A Londres, la police a libéré sous caution jusqu’en janvier un couple de sexagénaire, accusé d'avoir réduit à l’esclavage trois femmes.
Les deux accusés avaient été placés en détention jeudi pour travail forcé et immigration illégale.
Ils ne sont pas britanniques mais vivaient au Royaume-Uni depuis de longues années. La police leur a confisqué leurs passeports avant de les relâcher.
Jeudi, les trois victimes, une Malaisienne de 69 ans, une irlandaise de 57 ans et une britannique de 30 ans, avaient pu s’échapper de la propriété en profitant de l’absence du couple.
L’une des trois esclaves était parvenue à alerter l’organisation de charité Freedom Charity après un reportage à la télévision sur l’esclavage domestique.
Elle avait ensuite multiplié les appels téléphoniques pour découvrir les conditions de leur présence dans cette maison contre leur gré.
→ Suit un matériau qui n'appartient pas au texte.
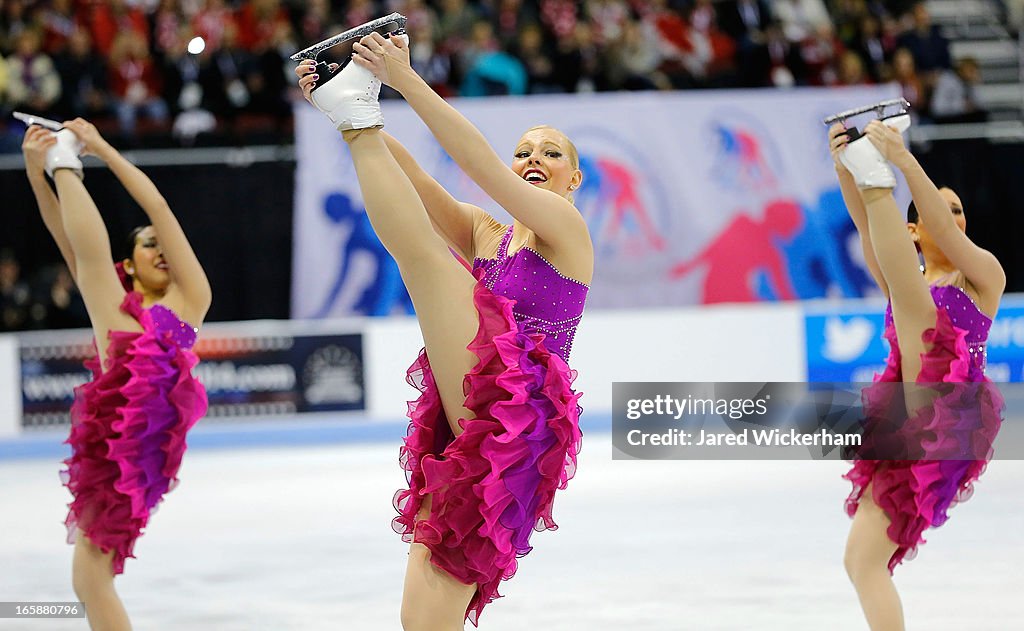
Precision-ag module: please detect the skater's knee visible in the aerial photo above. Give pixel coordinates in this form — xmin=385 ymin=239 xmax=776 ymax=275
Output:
xmin=843 ymin=538 xmax=889 ymax=583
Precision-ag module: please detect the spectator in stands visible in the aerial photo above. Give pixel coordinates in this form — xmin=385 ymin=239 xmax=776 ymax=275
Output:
xmin=584 ymin=0 xmax=632 ymax=47
xmin=644 ymin=0 xmax=712 ymax=89
xmin=893 ymin=48 xmax=928 ymax=114
xmin=38 ymin=0 xmax=78 ymax=56
xmin=85 ymin=0 xmax=150 ymax=58
xmin=773 ymin=0 xmax=833 ymax=43
xmin=7 ymin=28 xmax=60 ymax=113
xmin=850 ymin=13 xmax=896 ymax=83
xmin=345 ymin=0 xmax=380 ymax=27
xmin=239 ymin=19 xmax=295 ymax=129
xmin=53 ymin=27 xmax=111 ymax=120
xmin=236 ymin=0 xmax=290 ymax=52
xmin=800 ymin=24 xmax=844 ymax=85
xmin=838 ymin=50 xmax=871 ymax=85
xmin=152 ymin=0 xmax=185 ymax=59
xmin=38 ymin=264 xmax=89 ymax=329
xmin=407 ymin=18 xmax=454 ymax=97
xmin=554 ymin=22 xmax=607 ymax=92
xmin=898 ymin=2 xmax=951 ymax=78
xmin=718 ymin=0 xmax=771 ymax=48
xmin=0 ymin=0 xmax=32 ymax=53
xmin=520 ymin=23 xmax=562 ymax=94
xmin=299 ymin=0 xmax=333 ymax=42
xmin=191 ymin=0 xmax=237 ymax=50
xmin=932 ymin=57 xmax=988 ymax=123
xmin=0 ymin=250 xmax=32 ymax=331
xmin=437 ymin=0 xmax=481 ymax=53
xmin=0 ymin=52 xmax=9 ymax=106
xmin=110 ymin=31 xmax=168 ymax=136
xmin=490 ymin=0 xmax=540 ymax=50
xmin=689 ymin=0 xmax=736 ymax=87
xmin=540 ymin=0 xmax=580 ymax=42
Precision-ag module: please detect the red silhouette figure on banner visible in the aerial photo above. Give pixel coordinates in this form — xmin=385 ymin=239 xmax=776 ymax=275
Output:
xmin=597 ymin=158 xmax=665 ymax=250
xmin=669 ymin=200 xmax=804 ymax=304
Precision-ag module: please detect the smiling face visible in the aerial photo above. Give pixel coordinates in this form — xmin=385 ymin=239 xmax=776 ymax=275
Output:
xmin=512 ymin=126 xmax=583 ymax=199
xmin=123 ymin=225 xmax=171 ymax=293
xmin=907 ymin=187 xmax=967 ymax=267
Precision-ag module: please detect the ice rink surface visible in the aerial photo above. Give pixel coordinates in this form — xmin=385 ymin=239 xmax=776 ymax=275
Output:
xmin=0 ymin=426 xmax=1024 ymax=631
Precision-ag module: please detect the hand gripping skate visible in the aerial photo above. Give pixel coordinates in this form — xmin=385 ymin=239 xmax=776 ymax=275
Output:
xmin=823 ymin=98 xmax=910 ymax=188
xmin=12 ymin=112 xmax=85 ymax=179
xmin=292 ymin=13 xmax=409 ymax=131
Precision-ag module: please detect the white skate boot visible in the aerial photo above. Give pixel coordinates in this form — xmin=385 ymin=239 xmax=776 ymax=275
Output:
xmin=823 ymin=98 xmax=910 ymax=188
xmin=839 ymin=129 xmax=896 ymax=188
xmin=46 ymin=129 xmax=85 ymax=179
xmin=310 ymin=34 xmax=409 ymax=131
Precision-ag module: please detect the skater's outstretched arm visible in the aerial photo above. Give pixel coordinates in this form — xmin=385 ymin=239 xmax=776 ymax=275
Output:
xmin=295 ymin=62 xmax=483 ymax=261
xmin=353 ymin=34 xmax=592 ymax=256
xmin=22 ymin=125 xmax=77 ymax=281
xmin=864 ymin=121 xmax=1007 ymax=306
xmin=65 ymin=119 xmax=212 ymax=326
xmin=828 ymin=123 xmax=889 ymax=298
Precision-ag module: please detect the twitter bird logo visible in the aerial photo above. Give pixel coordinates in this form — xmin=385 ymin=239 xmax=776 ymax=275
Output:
xmin=821 ymin=316 xmax=876 ymax=364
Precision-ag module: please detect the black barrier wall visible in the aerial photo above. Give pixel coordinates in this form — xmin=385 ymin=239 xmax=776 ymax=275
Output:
xmin=0 ymin=140 xmax=1024 ymax=321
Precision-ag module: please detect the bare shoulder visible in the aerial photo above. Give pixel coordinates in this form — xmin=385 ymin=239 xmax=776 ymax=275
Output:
xmin=159 ymin=288 xmax=210 ymax=329
xmin=472 ymin=212 xmax=508 ymax=258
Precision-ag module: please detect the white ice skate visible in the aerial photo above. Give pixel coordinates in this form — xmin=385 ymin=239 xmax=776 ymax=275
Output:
xmin=824 ymin=98 xmax=910 ymax=188
xmin=46 ymin=129 xmax=85 ymax=179
xmin=12 ymin=112 xmax=85 ymax=179
xmin=292 ymin=13 xmax=409 ymax=131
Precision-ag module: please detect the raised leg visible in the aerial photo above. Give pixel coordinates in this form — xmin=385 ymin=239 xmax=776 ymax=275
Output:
xmin=344 ymin=129 xmax=479 ymax=435
xmin=72 ymin=531 xmax=131 ymax=631
xmin=862 ymin=188 xmax=935 ymax=385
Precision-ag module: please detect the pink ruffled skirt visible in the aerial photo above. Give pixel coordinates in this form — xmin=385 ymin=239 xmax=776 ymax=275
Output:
xmin=393 ymin=276 xmax=582 ymax=625
xmin=60 ymin=331 xmax=207 ymax=574
xmin=844 ymin=308 xmax=1004 ymax=573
La police a également été impliquée dans ces échanges téléphoniques.
Il y a de nombreuses zones d’ombre autour de cette affaire, et l’enquête devrait durer longtemps selon The New Scotland Yard qui a tenu une conférence de presse à Londres à la mi-journée.
Le couple aurait déjà été arrêté dans les années 1970 par la Metropolitan Police Service, la police londonienne.
The New Scotland Yard cherche à savoir dans quelles conditions les trois femmes ont été détenues dans cette maison du sud de Londres.
Selon la police, elles ont été "battues et mises sous la pression d’un contrôle émotionnel".
Aneeta Prem, fondatrice de Freedom Charity, a confirmé que les trois femmes étaient désormais en lieu sûr : "C’est une histoire qui doit susciter l’espoir. Malgré la tragédie d’avoir été en captivité dans ces circonstances, elles sont désormais libres et peuvent envisager de reconstruire leur vie. Cela se fera petit à petit, mais c’est désormais une réalité."